Le gouvernement intérimaire a déclaré que les responsables de ces troubles cherchaient à empêcher les élections prévues le mois prochain dans le cadre du processus de transition.

Un couvre-feu nocturne a été instauré à Bangui, où patrouillent les casques bleus de la Minusca appuyés par les militaires français de l'opération Sangaris.

Des coups de feu ont malgré tout éclaté lundi soir dans la ville, où peu d'habitants s'étaient aventurés dans la journée.

L'absence de Bangui de Catherine Samba-Panza et de hauts responsables de la Minusca explique en partie cette éruption de violence, a estimé un haut diplomate occidental, regrettant que la Minusca n'ait pas réagi assez vite.

L'armée a été mise sur la touche en 2013 après la prise du pouvoir des rebelles du Nord, majoritairement musulmans, regroupés au sein de l'alliance Séléka.

Le gouvernement de transition mis en place avec le soutien de l'Onu en 2014 refuse de réarmer les Faca dont certains officiers ont été liés aux milices "anti-balaka" qui ont exercé par la suite des représailles contre les musulmans.

Certains de ces miliciens contrôlaient lundi soir des points de contrôle dans la capitale.

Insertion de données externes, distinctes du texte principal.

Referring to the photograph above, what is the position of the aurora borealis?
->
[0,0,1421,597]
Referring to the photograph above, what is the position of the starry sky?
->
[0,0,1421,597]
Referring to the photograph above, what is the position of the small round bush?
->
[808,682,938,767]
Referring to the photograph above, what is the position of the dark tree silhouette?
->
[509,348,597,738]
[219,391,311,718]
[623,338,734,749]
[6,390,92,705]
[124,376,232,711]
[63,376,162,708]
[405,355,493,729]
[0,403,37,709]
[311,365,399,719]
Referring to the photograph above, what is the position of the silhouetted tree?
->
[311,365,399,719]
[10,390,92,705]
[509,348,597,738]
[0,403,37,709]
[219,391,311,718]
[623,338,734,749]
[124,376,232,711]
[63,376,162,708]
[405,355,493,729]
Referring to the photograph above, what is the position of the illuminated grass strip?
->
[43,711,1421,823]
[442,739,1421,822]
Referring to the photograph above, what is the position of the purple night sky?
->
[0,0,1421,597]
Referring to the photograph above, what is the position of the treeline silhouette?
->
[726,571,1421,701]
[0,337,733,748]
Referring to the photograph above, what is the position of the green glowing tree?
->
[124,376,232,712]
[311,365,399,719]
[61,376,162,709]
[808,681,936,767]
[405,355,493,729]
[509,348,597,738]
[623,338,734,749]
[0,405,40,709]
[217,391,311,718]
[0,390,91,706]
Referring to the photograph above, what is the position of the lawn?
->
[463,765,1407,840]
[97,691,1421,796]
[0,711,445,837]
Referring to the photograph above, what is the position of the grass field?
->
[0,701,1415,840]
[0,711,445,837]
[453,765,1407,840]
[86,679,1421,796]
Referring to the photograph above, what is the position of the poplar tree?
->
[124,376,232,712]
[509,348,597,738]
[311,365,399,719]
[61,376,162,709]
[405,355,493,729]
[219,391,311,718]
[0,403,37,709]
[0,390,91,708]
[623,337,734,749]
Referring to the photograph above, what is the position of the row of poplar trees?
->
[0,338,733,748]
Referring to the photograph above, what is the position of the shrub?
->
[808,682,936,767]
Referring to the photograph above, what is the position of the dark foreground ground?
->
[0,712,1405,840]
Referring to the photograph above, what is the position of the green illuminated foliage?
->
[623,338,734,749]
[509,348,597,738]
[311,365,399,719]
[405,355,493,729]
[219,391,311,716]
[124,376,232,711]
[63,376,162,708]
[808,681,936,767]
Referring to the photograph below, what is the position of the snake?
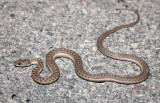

Au cours de la nuit, deux gendarmes ont été blessés dans l'attaque d'un poste de police par des anti-balaka, a déclaré la police.

Un journaliste de Reuters a vu le cadavre d'un jeune homme dans une rue de la ville lundi. Des témoins ont dit qu'il avait été tué par des miliciens anti-balaka.

La Croix-Rouge a déclaré qu'elle ne pouvait établir de bilan précis des victimes car ses employés sont interdits d'accès dans certains quartiers par des manifestants ou des bandes armées.

L'Unicef a déclaré que des mineurs étaient visés dans les violences. Elle a fait état de la mort de trois adolescents âgés de 16 et 17 ans, dont l'un a été décapité.

Le processus de transition engagé en janvier 2014 devait aboutir à la tenue d'élections présidentielle et législatives le 18 octobre prochain, mais tout le monde s'attend désormais à ce qu'elles soient reportées.